Square Numbers

She has been seeing 100 as a square for years–on the Hundred Board, the Golden Bead material, the Grimm’s Large Mosaic, etc. Then one day, her own spontaneous idea was to find other numbers that make squares.

She got that paper we have on the shelf and started making that pattern and exploring making squares (I suggested she write the numerals / square numbers where she did so she’d remember where she was as she counted).

Later on I showed her some squares from the Bead Cabinet.

And she explored making beautiful “patterns” and designs with them.

Another day, we brought out numeral cards to match. That paper she colored in and labeled with square numbers is now also Control of Error for the work.

We also played a game where we turned the numeral cards upside down and remember them. When we were taking turns she said, “Mom, take the smaller numbers because I need more practice with the bigger ones.”

While working on this with her, I remember the genius of Montessori materials.
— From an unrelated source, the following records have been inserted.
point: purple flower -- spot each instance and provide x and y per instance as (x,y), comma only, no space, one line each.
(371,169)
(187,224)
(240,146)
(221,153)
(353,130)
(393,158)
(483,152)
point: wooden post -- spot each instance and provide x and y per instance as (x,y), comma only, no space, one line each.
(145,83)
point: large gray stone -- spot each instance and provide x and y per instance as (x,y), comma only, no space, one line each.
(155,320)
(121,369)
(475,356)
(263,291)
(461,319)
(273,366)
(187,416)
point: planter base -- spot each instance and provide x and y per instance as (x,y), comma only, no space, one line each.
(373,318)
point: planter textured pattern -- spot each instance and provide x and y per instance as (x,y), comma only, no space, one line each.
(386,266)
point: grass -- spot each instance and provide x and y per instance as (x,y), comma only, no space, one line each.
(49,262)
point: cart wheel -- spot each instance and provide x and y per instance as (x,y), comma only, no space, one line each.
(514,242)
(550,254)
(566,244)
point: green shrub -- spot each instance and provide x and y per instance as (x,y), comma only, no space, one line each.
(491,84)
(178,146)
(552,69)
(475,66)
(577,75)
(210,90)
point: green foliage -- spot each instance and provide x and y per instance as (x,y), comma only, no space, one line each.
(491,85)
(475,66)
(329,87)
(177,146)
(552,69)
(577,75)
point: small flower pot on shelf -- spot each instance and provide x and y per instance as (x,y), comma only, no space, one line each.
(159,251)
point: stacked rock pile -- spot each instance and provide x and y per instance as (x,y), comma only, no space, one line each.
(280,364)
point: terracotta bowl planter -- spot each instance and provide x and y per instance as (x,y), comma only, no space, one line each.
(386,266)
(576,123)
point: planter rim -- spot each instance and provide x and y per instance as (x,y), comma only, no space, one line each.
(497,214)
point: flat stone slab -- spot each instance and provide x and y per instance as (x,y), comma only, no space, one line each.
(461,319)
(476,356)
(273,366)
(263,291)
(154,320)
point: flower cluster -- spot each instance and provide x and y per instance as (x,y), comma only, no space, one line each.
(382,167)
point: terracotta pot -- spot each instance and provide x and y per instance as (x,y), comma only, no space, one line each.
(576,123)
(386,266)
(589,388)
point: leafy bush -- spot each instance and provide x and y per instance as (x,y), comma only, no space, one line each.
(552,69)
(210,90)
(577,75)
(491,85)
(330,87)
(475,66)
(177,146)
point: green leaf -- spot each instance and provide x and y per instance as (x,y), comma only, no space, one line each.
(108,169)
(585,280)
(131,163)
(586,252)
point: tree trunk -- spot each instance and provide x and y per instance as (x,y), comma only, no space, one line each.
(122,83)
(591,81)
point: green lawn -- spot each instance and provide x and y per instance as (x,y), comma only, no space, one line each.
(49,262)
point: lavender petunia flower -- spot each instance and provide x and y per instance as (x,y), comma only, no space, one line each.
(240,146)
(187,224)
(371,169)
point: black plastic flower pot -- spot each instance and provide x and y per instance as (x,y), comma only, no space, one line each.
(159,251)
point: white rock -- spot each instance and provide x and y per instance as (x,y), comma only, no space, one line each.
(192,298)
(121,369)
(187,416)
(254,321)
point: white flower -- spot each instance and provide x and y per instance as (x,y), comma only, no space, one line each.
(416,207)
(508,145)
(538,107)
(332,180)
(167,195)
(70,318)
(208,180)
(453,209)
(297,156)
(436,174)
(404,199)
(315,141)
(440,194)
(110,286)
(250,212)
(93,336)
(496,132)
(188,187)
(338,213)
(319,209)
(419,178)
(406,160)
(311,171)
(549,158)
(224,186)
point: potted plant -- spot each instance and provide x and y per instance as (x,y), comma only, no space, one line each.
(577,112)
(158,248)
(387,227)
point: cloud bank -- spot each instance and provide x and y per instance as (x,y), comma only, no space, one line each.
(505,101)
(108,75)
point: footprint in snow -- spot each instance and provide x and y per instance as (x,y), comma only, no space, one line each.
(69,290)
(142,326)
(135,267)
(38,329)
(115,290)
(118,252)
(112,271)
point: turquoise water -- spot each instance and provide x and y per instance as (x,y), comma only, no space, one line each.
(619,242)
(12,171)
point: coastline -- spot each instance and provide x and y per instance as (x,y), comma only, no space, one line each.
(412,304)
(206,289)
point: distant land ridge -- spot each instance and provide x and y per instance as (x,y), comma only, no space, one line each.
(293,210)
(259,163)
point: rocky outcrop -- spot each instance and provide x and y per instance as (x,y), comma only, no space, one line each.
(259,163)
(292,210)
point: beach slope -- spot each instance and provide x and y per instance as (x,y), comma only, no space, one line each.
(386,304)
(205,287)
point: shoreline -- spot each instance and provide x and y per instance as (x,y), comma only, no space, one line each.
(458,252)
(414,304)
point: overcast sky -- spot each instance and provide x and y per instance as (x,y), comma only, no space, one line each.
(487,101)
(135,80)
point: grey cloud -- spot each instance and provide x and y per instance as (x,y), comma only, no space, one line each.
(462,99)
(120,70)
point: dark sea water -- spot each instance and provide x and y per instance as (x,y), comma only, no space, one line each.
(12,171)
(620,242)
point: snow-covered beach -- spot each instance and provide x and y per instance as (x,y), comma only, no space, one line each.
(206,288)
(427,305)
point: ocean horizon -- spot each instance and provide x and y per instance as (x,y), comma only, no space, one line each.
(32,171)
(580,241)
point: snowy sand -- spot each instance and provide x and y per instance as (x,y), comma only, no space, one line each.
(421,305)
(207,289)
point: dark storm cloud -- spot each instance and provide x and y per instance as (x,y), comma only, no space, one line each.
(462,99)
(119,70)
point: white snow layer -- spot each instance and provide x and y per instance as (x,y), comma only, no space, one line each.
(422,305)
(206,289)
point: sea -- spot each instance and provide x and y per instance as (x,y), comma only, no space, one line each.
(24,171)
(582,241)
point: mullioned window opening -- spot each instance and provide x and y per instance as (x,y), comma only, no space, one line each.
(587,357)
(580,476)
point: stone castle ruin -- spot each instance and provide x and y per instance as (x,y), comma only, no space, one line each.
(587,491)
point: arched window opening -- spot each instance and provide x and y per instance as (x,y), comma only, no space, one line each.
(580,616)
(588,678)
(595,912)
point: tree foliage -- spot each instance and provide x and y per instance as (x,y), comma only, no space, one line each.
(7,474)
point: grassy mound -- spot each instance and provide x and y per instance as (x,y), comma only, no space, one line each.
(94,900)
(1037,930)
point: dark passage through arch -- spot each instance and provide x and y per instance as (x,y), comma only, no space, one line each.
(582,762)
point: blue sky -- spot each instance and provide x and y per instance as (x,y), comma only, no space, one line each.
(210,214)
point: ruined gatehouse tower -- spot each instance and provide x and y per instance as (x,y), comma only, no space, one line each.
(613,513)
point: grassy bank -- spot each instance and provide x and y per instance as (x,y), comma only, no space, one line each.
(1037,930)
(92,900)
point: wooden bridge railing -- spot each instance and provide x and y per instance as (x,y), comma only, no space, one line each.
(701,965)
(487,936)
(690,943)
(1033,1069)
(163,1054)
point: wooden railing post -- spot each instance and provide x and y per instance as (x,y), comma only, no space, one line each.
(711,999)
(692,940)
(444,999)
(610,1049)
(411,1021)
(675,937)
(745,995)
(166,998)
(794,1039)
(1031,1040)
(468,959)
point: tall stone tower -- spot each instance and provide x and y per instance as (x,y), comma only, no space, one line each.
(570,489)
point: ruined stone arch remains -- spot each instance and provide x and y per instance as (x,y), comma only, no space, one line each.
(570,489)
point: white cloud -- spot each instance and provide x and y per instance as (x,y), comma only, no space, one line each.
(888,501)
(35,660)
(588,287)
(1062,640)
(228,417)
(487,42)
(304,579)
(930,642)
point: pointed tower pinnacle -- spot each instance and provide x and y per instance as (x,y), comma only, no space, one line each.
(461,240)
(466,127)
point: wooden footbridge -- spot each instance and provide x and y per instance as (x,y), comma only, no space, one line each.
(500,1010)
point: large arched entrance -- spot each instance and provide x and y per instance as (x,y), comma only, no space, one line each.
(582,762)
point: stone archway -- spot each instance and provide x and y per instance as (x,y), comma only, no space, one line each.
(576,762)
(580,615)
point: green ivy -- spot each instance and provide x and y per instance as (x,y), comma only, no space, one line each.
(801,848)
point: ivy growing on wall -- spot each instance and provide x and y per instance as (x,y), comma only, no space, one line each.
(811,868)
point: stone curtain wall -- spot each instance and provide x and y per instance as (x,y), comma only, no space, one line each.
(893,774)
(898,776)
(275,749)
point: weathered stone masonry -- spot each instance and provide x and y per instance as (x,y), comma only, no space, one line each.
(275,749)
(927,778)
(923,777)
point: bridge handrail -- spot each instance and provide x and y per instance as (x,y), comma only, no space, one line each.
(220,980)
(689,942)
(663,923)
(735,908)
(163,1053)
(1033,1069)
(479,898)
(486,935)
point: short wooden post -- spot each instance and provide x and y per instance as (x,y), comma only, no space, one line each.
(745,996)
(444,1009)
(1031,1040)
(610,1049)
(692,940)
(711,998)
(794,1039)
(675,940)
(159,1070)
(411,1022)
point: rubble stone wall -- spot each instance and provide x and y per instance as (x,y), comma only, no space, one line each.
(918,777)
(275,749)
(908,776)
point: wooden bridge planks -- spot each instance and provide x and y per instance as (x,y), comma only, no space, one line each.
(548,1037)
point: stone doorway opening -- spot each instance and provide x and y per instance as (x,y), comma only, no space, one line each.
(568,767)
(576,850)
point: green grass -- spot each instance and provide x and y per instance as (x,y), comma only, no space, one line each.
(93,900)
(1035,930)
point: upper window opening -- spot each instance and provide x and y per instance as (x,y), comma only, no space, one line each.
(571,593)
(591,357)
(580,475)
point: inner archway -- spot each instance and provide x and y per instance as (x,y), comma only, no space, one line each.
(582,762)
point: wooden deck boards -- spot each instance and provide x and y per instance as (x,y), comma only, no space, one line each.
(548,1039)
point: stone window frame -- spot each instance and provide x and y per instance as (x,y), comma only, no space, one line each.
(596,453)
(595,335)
She has been working on the Number Beads / Bead Stairs since she was 3 so she knows that a brown bar is an 8 for example so that brown square is an 8 by 8 (8 across and 8 down) so it is easier to state that if you make a square using the 8 bars (or 8 squared), you’ll get 64 and so on–without having to count the bead bars again and again–BUT should she need to check (the bead bar or the square) to be sure, she can always count the individual beads.

One time, she counted the holes in between beads and was so amazed to find out that the holes in between beads of one square is equal to the beads of the square number before it (so the holes in between beads on the 36 square is actually 25)–that’s why the squares stack up the way they do!

I remember what Maria Montessori said–that we the adult guides plant seeds of interest–and from these seeds will grow impressions and ideas.

“These impressions not only penetrate the mind of the child, they form it; they become incarnated, for the child makes his own ‘mental flesh’ in using the things that are in his environment.” – Maria Montessori

Not necessarily all at once and right away–

“… they will be held lightly in the mind, but will be capable of later germination.” – Maria Montessori

So when we’re feeling a little frustrated when nothing seems to be growing out of the seeds of interest we’ve been planting and we’re feeling like we’re always back to square one–keep planting, keep on going. Montessori On!